Salgo avergonzado del museo y empiezo a caminar hacia las barracas, pero me avisan que es la hora del almuerzo. Ahí es cuando me topo con un homenaje que me quiebra: “Nunca más”, dice en varios idiomas. Para todo argentino estas palabras no pueden ser ajenas. Para nosotros también constituyen un hito de la dolorosa historia reciente. Me sorprende que nuestro “Nunca más” haya sido posterior a ese “Nunca más” mostrando su fragilidad y debilidad. “Realmente no aprendimos nada”, pienso para adentro. Me siento parte de la familia humana con parientes que me dan entre vergüenza y dolor.
Almorzamos sándwiches y nos entretuvimos con una guerra de nieve. No se me ocurre mejor metáfora del sentimiento que se apoderó de este grupo de proyectos de cura al que pertenezco.
A la tarde empezamos por el búnker: una construcción alargada que había servido de centros de detención y de tortura para presos especiales. Si hubiera ido alguna vez podría compararlo con la ESMA. No tuve la suerte. O la desgracia. El único pasillo que cruza la construcción de punta a punta no es solamente frío sino también oscuro. Me detengo en mi paso y miro al horizonte que en realidad es la puerta de salida que se ve a unos cincuenta metros. A mi alrededor pululan turistas a paso firme. Me dan ganas de advertirles del fenómeno del que estamos siendo testigos. Pienso que me tildarían de loco, de que es algo pasado y todo eso. Prefiero seguir caminando, pero vuelvo a tener una pausa más prolongada justo a pocos pasos de mi antiguo horizonte. A mano derecha me conmueve un altar movible en una diminuta celda. Me enorgullezco por ser de este gremio y de la fe de mis hermanos.
Camino como queriendo estar sólo y llorar. Me da la sensación que Rafa, Fi y James se dan cuenta. Cada paso mío mueve muchos más kilos que los de siempre. Es extraño, pero siento la culpa de mis hermanos y también el sufrimiento de aquellas personas que no conozco, pero que quedaron tristemente inmortalizados en montañas de cadáveres o zanjas comunes. Yo soy uno de ellos. Nada puede serme ajeno. Sin hacer apología de mi llanto me acuerdo de las palabras de mi mejor sacerdote del mundo: “Juan, cada vez  que lloras con alguien es señal de que te estás haciendo más sacerdote”. Voy hacia uno de los laterales del campo donde se recrea un muro de aquel entonces.

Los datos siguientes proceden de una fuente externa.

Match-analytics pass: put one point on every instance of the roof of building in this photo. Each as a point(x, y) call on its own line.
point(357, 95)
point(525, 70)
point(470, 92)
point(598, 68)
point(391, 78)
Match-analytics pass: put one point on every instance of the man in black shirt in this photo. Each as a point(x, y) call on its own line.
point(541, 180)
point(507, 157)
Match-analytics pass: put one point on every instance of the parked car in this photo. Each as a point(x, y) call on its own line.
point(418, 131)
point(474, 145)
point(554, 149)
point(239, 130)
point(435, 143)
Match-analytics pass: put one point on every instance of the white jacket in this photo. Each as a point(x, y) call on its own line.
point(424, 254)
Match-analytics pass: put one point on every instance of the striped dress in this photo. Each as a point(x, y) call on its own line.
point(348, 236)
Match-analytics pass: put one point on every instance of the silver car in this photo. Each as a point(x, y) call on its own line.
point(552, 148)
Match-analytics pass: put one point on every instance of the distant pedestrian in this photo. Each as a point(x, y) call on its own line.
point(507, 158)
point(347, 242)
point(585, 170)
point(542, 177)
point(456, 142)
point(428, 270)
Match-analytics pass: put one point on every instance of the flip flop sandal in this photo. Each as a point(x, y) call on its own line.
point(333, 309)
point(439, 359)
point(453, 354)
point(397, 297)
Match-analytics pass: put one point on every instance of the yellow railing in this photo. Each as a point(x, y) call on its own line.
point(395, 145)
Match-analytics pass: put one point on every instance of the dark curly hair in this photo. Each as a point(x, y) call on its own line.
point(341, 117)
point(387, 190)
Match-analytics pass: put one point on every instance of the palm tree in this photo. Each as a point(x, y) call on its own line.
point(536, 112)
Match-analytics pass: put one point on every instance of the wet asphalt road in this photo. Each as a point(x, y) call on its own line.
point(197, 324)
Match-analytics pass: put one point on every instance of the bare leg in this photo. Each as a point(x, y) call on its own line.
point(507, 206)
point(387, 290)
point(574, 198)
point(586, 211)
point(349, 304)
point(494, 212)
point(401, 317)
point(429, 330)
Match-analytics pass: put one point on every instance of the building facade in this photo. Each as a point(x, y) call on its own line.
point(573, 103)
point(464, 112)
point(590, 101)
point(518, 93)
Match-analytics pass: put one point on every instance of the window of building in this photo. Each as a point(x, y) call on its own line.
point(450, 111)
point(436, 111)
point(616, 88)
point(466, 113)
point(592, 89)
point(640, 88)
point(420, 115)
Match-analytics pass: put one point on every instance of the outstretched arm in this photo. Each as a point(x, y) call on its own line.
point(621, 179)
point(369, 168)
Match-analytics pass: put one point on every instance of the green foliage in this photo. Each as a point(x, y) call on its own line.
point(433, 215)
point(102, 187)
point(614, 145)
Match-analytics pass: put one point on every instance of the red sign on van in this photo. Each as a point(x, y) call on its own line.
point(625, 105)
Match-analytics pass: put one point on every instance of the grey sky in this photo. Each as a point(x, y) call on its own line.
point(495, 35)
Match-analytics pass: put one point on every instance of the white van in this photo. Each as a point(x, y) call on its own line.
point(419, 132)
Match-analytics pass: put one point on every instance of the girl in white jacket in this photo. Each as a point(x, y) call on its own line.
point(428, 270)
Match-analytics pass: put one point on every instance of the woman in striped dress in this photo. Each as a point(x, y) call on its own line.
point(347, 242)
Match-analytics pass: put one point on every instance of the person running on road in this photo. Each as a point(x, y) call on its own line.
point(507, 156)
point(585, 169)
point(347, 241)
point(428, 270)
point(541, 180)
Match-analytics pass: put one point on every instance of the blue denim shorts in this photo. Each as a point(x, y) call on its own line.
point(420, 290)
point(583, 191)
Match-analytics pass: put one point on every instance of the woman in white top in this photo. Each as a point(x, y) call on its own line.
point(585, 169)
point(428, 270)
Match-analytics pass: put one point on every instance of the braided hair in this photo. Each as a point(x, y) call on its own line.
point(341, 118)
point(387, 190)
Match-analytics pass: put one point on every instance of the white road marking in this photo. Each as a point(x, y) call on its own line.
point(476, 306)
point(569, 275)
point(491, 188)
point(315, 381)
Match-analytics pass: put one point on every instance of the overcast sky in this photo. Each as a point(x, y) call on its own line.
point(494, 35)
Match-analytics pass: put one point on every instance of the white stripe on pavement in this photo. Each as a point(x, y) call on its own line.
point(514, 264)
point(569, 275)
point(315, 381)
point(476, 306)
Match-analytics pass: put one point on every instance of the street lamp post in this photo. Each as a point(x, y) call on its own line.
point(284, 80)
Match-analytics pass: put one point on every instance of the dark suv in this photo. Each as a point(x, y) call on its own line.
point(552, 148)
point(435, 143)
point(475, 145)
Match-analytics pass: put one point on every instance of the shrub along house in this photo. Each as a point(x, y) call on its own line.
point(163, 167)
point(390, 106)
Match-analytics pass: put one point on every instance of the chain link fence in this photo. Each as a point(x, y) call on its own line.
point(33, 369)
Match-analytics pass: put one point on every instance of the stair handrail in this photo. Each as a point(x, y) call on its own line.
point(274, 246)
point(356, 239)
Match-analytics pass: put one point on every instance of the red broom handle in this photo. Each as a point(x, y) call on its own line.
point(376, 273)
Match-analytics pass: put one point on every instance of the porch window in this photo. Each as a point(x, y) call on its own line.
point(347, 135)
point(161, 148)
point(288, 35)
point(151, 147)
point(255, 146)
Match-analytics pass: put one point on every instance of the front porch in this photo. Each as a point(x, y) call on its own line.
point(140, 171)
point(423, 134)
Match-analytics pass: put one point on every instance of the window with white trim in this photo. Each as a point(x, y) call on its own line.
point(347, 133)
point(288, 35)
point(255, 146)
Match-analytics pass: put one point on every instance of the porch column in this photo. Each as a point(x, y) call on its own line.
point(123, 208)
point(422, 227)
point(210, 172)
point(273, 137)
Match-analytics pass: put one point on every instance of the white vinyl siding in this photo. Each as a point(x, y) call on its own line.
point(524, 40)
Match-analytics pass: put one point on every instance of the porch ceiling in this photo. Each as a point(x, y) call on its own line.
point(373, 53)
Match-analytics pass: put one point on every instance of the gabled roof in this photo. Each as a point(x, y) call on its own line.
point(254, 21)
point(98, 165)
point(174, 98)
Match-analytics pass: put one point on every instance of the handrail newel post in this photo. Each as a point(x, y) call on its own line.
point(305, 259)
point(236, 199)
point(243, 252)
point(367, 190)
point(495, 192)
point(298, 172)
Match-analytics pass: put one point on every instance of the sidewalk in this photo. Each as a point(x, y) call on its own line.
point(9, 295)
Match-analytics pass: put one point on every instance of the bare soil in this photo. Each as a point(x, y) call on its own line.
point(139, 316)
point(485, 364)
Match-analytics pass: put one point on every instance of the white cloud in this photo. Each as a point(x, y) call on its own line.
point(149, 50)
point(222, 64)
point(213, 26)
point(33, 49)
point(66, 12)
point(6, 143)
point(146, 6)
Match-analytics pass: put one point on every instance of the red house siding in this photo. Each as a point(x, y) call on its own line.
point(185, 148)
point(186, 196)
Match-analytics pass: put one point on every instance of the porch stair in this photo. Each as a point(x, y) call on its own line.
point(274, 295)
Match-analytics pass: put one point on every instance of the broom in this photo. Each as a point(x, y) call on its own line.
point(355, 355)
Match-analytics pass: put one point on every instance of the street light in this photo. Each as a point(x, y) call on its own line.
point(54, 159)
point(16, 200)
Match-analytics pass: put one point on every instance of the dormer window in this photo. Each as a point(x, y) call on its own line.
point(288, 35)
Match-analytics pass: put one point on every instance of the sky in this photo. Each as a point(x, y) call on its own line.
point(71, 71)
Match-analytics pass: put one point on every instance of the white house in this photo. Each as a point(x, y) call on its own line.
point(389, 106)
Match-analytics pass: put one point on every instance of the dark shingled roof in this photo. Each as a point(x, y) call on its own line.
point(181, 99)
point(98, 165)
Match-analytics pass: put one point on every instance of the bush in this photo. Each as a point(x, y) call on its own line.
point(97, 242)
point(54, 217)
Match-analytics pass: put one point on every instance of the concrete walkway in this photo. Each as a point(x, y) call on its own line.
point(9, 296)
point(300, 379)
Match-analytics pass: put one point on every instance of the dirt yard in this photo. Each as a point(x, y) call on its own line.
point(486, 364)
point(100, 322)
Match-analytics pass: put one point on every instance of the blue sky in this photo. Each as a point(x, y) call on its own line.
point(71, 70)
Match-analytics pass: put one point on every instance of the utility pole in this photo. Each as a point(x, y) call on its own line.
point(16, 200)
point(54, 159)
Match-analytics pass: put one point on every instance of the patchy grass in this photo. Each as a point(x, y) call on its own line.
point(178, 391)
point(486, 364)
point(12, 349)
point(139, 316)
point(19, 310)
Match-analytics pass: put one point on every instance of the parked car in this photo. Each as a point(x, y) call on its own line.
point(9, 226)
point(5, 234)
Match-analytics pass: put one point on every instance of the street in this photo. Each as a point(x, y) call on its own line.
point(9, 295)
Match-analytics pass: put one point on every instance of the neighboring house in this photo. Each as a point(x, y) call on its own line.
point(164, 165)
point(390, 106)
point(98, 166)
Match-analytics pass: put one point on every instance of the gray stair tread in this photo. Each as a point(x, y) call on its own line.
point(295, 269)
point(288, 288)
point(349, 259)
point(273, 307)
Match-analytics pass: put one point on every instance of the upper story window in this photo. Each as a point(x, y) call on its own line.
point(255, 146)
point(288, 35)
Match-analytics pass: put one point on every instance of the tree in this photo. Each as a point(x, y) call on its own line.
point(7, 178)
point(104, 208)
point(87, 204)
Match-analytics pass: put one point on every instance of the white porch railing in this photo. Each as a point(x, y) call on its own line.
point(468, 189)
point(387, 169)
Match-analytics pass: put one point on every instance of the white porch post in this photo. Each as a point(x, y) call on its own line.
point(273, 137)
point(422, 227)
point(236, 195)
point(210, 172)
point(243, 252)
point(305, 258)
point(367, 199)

Pienso en México, pienso en Berlín, pienso en la Villa 31, pienso en algún hermano de comunidad que los promovía para cuidar nuestra casa central (cosa que finalmente no ocurrió) y vuelve aquella sensación del mediodía: “no aprendimos nada”.
Me sumerjo en las barracas que de tan reconstruidas no permiten oler el drama que intentan mostrar. Es que el vacío cuando se llena, deja de ser vacío. Más potente me resultó ver los cimientos que registran algo de las más de tres decenas de barracas que había antes. Impresiona ese silencio, ese vacío que no se puede llenar. Al final de esta calle una capilla católica pregunta a Dios. A su derecha el templo evangélico es más explícito citando el Salmo 130: “Desde lo más profundo te invoco Señor ¡Señor, oye mi voz!”. Como ensayando un gesto de reconciliación o de integración o de desesperación hago mi primera oración en ese templo. Yo también pregunto a Dios.
A la noche, de vuelta en la casa hicimos oración comunitaria repitiendo lo que habíamos hecho en el Monasterio de las Monjas Carmelitas que está pegado al Campo de Concentración. Miré a Jesús y agradecí verme sensible y afectado por estas realidades que no son tan lejanas del mundo de hoy. Pensé y recé por Gianina, por Luján su hija y por el futuro de esa familia que crece en una antigua casa de animales que no es un pesebre. Ofrecí mi perdón al poder hermanarme con la raza humana y dolerse con otros dolores.  Imploré la salvación de Jesús porque yo también con mi mal participo del mal de la humanidad entera. Y la vida sigue y la historia continúa.